Indeed, in the wake of a number of high-profile mass murders, licensed gun dealers found it difficult to find processors to work with them.

Some acquirers shun legal adult entertainment merchants on moral grounds, whereas others see such companies as a clear opportunity, Sparagis says.

“If PayPal or others shy away [from certain merchant types], there are some acquirers that would capitalize on that and charge premiums to take on those merchants,” Sparagis suggests.

When an acquirer or ISO is contemplating a high-risk merchant, that merchant’s credit history provides some key answers, she says.

“Is the merchant responsible, and does he have a past processing history or actually had some success in the past?” Sparagis asks. “If that merchant has good credit and shows a good financial history, the business may be questionable, but it is legal.”

Atlas Payment, a processor with a niche in accepting high-risk transactions, did not respond to inquiries for this article. But the types of merchants Atlas pursues include a range of high-risk segments such as pharmaceuticals, nutraceuticals, adult products, multilevel marketing, business opportunities, electronic cigarettes, debt service, horoscope and fortune-telling, firearms, online auctions, online dating, software downloads, telecommunications, time share advertising, and travel services.

PayPal, which established itself in 1998 as an alternative payment system for merchants that did not accept credit cards, has become much less permissive than it used to be. In its early years, PayPal supported Internet gambling sites, but eBay eliminated that practice when it purchased PayPal in 2002.

Today, PayPal seems more careful about who it does business with. “Any merchants that are found to be engaging in illegal activities or scams are immediately shut off from PayPal,” PayPal spokeswoman Jennifer Hakes says.

After PayPal was alerted to the business practices of mug-shot sellers, “we conducted a thorough review and decided to discontinue support for sites that charge to remove mug shots,” she says. “We feel this decision is in the best interest of the PayPal community.”

MasterCard, however, lets acquirers decide how to handle transactions initiated through those businesses, says James Issokson, a MasterCard spokesman.

Nevertheless, “we felt it was prudent to raise this issue to our acquiring banks to review the sites in question,” he says.

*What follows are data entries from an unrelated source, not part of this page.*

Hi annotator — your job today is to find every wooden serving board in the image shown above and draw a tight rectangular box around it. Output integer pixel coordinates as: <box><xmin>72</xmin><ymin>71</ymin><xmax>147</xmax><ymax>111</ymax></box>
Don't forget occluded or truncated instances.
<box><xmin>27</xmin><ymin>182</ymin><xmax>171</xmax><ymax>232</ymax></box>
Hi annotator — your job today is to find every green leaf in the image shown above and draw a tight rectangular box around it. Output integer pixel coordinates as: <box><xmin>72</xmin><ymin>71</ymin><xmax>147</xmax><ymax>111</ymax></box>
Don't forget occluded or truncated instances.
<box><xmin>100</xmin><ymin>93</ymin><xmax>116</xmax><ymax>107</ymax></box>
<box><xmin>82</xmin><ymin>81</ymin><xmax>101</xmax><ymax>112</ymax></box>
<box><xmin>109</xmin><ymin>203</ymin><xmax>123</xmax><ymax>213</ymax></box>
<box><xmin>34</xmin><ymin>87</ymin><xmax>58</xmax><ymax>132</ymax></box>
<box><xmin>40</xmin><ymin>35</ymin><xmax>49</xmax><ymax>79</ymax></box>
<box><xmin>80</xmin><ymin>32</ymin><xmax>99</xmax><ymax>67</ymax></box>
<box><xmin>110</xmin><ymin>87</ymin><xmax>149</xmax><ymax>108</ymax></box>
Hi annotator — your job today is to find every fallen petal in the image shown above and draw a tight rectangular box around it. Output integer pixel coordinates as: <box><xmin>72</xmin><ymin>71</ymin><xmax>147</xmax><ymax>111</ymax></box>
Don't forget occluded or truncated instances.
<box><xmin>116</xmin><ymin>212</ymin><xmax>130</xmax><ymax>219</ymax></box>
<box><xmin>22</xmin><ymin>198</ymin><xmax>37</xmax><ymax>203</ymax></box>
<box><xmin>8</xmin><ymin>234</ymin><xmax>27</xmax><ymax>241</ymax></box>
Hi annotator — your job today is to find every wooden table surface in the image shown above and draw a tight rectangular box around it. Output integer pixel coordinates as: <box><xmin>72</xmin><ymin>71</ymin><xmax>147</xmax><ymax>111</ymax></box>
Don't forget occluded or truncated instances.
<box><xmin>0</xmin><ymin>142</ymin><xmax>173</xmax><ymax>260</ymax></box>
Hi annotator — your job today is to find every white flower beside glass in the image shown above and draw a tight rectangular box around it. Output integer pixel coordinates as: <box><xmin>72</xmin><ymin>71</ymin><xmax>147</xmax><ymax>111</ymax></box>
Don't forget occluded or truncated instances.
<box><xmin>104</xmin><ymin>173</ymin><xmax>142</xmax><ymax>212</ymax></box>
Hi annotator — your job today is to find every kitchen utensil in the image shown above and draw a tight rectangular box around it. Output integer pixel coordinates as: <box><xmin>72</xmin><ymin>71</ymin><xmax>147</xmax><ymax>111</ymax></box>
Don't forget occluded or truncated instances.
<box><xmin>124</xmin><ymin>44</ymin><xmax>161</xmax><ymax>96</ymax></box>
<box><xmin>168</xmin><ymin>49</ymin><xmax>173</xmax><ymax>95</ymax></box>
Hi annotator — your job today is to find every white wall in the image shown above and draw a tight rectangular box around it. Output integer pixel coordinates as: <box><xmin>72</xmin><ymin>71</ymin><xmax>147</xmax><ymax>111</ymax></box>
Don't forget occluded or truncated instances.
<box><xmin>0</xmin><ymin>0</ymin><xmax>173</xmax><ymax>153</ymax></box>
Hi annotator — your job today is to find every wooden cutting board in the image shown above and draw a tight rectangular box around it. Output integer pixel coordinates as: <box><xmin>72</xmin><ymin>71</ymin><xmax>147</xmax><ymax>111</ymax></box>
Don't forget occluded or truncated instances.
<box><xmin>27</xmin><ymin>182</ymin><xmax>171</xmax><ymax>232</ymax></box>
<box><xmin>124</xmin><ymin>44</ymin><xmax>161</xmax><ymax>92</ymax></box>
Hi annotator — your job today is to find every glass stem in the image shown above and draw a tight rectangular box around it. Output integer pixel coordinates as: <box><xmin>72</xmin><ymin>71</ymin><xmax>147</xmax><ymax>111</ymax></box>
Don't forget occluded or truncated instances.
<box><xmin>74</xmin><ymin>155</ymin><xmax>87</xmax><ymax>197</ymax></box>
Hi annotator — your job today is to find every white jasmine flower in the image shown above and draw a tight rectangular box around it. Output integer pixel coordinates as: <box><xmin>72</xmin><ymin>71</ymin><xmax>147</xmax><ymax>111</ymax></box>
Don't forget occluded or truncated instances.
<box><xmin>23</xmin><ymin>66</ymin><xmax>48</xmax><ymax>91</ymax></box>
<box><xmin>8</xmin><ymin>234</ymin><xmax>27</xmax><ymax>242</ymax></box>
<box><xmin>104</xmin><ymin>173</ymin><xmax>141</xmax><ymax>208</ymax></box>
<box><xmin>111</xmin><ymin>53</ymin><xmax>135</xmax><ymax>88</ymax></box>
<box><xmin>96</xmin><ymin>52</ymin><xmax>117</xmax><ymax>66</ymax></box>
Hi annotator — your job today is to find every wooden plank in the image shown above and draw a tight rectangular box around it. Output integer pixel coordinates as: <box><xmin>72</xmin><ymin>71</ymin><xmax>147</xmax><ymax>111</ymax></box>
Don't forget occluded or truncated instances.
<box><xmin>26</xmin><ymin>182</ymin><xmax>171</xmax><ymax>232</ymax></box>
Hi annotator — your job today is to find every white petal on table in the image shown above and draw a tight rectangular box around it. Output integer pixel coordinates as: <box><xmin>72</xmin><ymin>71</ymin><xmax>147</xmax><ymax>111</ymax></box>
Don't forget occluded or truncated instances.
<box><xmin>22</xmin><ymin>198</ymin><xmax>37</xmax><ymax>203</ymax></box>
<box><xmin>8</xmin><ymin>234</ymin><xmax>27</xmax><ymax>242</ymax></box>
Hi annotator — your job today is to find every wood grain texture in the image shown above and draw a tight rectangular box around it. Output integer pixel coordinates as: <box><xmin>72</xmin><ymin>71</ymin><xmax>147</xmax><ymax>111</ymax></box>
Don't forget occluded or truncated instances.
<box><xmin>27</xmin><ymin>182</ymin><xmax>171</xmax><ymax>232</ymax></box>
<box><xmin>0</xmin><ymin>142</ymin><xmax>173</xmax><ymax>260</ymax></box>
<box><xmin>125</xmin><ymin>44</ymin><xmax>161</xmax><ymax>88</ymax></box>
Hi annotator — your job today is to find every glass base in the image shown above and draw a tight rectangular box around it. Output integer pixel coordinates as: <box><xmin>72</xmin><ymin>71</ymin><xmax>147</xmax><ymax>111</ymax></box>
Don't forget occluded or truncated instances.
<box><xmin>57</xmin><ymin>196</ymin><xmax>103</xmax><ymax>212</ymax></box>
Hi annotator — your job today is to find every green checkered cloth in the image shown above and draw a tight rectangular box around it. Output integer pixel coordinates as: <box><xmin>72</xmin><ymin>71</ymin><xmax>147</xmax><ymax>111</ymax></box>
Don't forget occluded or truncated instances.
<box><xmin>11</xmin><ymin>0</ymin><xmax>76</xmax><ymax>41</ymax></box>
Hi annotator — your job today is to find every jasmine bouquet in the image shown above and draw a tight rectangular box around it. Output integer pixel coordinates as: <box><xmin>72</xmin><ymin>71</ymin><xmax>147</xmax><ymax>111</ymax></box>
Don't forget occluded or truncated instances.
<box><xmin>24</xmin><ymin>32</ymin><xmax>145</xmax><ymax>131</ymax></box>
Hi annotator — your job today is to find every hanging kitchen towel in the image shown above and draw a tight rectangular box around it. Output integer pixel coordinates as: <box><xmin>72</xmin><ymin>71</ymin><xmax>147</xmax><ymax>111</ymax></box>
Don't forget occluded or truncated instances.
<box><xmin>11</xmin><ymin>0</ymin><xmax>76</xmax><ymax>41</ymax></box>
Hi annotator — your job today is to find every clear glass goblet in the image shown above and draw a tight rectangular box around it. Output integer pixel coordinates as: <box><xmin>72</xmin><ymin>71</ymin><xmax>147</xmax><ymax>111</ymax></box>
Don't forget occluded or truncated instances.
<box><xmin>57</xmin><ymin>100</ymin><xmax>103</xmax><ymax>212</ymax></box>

Visa Inc. is taking a similar stance. In an emailed statement, Visa says it works closely with law enforcement agencies to safeguard the integrity of the card brand and payment system but “does not take a position with respect to lawful goods and services bought and sold by the people and the companies who use our payment network.”

In the case of the mug-shot sites, Visa says it is asking the “responsible acquirers to investigate the merchants’ business practices” to ensure they are legal and compy with Visa operating regulations.

American Express and Discover have severed ties with the mug-shot sites, The Times reports.